Catalogs and databases

A Spark server can register multiple catalogs. spark_catalog is built in; others (Iceberg, Delta, JDBC, Hive) are configured server-side in spark-defaults.conf. The client forwards catalog operations as-is, so what you can list and query depends on the server’s configuration.

await catalog.currentCatalog();                  // string
await catalog.listCatalogs().collect();          // Row[]
await catalog.setCurrentCatalog("iceberg");

await catalog.currentDatabase();                 // "default"
await catalog.listDatabases().collect();
await catalog.databaseExists("analytics");       // boolean
await catalog.getDatabase("analytics").collect();
await catalog.setCurrentDatabase("analytics");

Tables and views

await catalog.listTables().collect();
await catalog.listTables("analytics").collect();     // in a specific database
await catalog.tableExists("events");
await catalog.getTable("events").collect();
await catalog.listColumns("events").collect();

Temp views

Temp views are session-scoped; they disappear when the session ends. Global temp views live in the global_temp database and are visible across sessions until explicitly dropped.

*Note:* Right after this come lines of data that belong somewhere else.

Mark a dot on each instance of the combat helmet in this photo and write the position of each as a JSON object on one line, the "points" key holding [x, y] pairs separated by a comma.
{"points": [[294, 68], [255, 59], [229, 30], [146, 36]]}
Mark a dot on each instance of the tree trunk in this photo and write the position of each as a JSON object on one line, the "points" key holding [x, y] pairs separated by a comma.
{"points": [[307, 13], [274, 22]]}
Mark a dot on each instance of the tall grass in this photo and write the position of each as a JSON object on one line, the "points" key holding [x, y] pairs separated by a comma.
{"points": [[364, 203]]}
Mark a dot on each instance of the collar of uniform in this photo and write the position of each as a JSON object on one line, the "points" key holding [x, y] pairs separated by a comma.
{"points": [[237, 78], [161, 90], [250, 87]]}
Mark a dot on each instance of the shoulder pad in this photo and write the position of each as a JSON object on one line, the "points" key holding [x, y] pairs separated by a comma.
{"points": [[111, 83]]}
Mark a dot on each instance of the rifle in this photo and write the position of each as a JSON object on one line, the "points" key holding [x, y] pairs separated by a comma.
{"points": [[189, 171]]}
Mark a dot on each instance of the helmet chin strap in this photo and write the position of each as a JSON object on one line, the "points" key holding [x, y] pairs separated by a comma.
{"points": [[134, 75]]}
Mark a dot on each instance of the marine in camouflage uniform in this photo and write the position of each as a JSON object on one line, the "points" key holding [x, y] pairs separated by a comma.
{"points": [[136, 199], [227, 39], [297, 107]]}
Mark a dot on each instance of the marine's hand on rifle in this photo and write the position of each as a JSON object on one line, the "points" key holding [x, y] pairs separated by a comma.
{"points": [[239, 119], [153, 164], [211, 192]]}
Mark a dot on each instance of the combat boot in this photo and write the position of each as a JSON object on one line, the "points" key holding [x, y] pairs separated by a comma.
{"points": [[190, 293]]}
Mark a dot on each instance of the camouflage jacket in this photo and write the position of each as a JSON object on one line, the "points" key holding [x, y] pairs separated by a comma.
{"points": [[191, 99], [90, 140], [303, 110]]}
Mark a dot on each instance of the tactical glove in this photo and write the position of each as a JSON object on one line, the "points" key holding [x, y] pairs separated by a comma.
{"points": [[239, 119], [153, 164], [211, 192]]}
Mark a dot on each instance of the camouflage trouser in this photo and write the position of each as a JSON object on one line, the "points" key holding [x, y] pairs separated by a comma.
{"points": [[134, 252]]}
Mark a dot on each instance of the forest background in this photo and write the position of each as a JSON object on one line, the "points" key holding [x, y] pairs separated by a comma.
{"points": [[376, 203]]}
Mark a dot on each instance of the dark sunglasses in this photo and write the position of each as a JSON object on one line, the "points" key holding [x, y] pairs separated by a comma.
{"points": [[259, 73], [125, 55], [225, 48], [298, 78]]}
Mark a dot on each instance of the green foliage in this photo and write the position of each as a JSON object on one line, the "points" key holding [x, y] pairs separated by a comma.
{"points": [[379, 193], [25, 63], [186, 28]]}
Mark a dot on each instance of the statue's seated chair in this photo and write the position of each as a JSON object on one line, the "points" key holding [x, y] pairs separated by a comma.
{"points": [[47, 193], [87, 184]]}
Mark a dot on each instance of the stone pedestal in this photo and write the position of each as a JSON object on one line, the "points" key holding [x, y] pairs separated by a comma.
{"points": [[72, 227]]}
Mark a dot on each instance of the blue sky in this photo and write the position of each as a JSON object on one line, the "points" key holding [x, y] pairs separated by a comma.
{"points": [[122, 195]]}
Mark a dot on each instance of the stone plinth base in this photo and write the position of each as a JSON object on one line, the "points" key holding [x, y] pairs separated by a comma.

await df.createOrReplaceTempView("events");
await df.createOrReplaceGlobalTempView("events_global");

await catalog.dropTempView("events");                // returns boolean
await catalog.dropGlobalTempView("events_global");

Creating tables

createTable registers a managed or external table backed by a file format:

import { StructType, StructField } from "@spark-connect-js/node";

const schema = new StructType([
  new StructField("id", "long"),
  new StructField("name", "string"),
  new StructField("value", "double"),
]);

const created = catalog.createTable("demo_table", {
  source: "parquet",
  schema,
  path: "/tmp/demo",           // optional, omit for a managed table
  options: { compression: "snappy" },
});
await created.collect();       // returns an empty DataFrame

For INSERT / OVERWRITE / MERGE semantics, use the DataFrame writer instead.

Functions

await catalog.listFunctions().collect();           // every SQL function registered on the server
await catalog.functionExists("count");
await catalog.getFunction("count").collect();      // metadata row with return type, signature, etc.

Caching

The catalog cache controls in-memory persistence for named tables and views. Useful when you plan to query the same relation several times in a session.

await catalog.cacheTable("events");
await catalog.isCached("events");          // true
await catalog.uncacheTable("events");

await catalog.cacheTable("events");
await catalog.clearCache();                // drops every cached relation

For caching intermediate DataFrames (not named tables), use df.cache() / df.persist(...) / df.unpersist() directly.

Metadata refresh

Spark caches file listings and partition metadata. After an out-of-band change to underlying storage, refresh explicitly:

await catalog.refreshTable("events");
await catalog.refreshByPath("s3://bucket/events/");
await catalog.recoverPartitions("events");     // re-discovers Hive-style partitions

A complete example

import { connect, StructType, StructField } from "@spark-connect-js/node";

const spark = connect("sc://localhost:15002");
const catalog = spark.catalog;

console.log("Catalog:", await catalog.currentCatalog());
console.log("Database:", await catalog.currentDatabase());

const employees = spark.sql(`
  SELECT * FROM VALUES
    ('Alice', 'Engineering', 90000),
    ('Bob',   'Marketing',   75000)
  AS employees(name, department, salary)
`);
await employees.createOrReplaceTempView("employees");

console.log(await catalog.tableExists("employees"));
console.table(await catalog.listColumns("employees").collect());

await catalog.cacheTable("employees");
console.log("cached?", await catalog.isCached("employees"));

await catalog.dropTempView("employees");
await spark.stop();

The full runnable version is in examples/node-catalog.